怒りで身体を震わせるお兄ちゃんに、門脇部長は自信たっぷりに言った。

「悪いけど俺、芽衣ちゃん一筋だから。絶対浮気なんてしない」

断言する彼に、お兄ちゃんは唇をギュッと噛みしめた。

「わかったら早く写真撮ってくれよ、お義兄さん。
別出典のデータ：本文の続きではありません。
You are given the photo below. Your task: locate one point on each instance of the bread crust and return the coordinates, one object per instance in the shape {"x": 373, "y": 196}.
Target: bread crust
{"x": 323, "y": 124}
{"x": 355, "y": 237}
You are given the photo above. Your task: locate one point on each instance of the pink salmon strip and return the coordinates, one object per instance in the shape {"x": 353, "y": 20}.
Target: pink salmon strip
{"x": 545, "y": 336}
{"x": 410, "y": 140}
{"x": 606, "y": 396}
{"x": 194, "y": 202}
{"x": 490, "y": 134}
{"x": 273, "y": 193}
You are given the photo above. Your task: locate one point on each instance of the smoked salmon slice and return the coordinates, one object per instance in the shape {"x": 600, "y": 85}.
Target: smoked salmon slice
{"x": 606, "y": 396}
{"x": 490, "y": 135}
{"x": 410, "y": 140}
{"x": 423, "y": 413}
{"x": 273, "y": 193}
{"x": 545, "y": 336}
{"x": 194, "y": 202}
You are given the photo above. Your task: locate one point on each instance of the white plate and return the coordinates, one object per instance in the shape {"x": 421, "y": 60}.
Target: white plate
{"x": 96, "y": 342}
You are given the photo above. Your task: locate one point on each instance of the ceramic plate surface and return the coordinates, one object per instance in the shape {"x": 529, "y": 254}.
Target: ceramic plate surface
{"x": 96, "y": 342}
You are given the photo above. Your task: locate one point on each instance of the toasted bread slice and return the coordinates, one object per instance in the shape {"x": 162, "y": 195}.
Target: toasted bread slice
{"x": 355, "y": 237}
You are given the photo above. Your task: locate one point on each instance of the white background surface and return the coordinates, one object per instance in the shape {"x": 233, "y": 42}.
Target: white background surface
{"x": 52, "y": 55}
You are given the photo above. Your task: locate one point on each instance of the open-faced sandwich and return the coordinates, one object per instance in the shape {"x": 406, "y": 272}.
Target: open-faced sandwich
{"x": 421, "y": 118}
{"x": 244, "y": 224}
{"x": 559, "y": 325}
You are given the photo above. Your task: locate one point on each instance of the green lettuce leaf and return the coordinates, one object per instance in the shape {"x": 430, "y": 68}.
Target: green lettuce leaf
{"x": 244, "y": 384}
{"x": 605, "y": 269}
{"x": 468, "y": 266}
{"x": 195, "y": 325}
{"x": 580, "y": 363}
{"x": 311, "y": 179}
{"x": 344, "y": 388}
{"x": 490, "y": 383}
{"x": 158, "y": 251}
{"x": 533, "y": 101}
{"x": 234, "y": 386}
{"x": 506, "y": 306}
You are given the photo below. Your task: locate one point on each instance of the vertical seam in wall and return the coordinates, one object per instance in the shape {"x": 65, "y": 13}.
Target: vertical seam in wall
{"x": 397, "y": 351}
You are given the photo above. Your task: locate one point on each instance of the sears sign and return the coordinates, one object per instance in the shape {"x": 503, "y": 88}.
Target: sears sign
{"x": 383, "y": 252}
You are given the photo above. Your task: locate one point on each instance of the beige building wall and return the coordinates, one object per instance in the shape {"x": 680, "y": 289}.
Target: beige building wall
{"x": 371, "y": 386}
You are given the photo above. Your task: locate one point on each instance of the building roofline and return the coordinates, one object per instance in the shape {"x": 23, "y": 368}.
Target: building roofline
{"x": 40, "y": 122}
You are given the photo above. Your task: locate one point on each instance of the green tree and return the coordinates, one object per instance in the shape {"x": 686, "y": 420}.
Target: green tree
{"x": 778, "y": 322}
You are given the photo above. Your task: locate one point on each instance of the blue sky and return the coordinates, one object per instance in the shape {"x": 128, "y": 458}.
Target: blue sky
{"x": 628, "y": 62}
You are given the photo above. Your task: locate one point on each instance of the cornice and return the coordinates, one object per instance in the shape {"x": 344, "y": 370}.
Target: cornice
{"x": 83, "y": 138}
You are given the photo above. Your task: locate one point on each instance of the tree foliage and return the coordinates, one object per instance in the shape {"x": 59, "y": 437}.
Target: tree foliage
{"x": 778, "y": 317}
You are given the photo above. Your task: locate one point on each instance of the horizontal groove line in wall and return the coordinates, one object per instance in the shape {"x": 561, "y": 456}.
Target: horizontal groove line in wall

ついでに俺のスマホでも撮ってくれない?」

そう言いながら門脇部長はポケットの中からスマホを取り、お兄ちゃんに差し出した。

「ふん! 今の言葉……一生忘れるなよ?」

「もちろん」

お兄ちゃんは門脇部長の手から乱暴にスマホを取ると、私たちと少し距離を取る。

「ほら、芽衣ちゃん。笑顔」

「は、はい……」

返事をしたものの、苦しいくらい胸は締めつけられていて笑えそうにない。

なに? さっきの。『芽衣ちゃん一筋だから。絶対浮気なんてしない』だなんて……。

ただ、利害の一致で結婚をしただけだよね? そりゃこの先、お互い好きになっていけたら……とは、話していたけれど……。

門脇部長の言動に、私の心は大きく揺さぶられてばかり。あんなことを言われたら、誰だって意識しちゃうはず。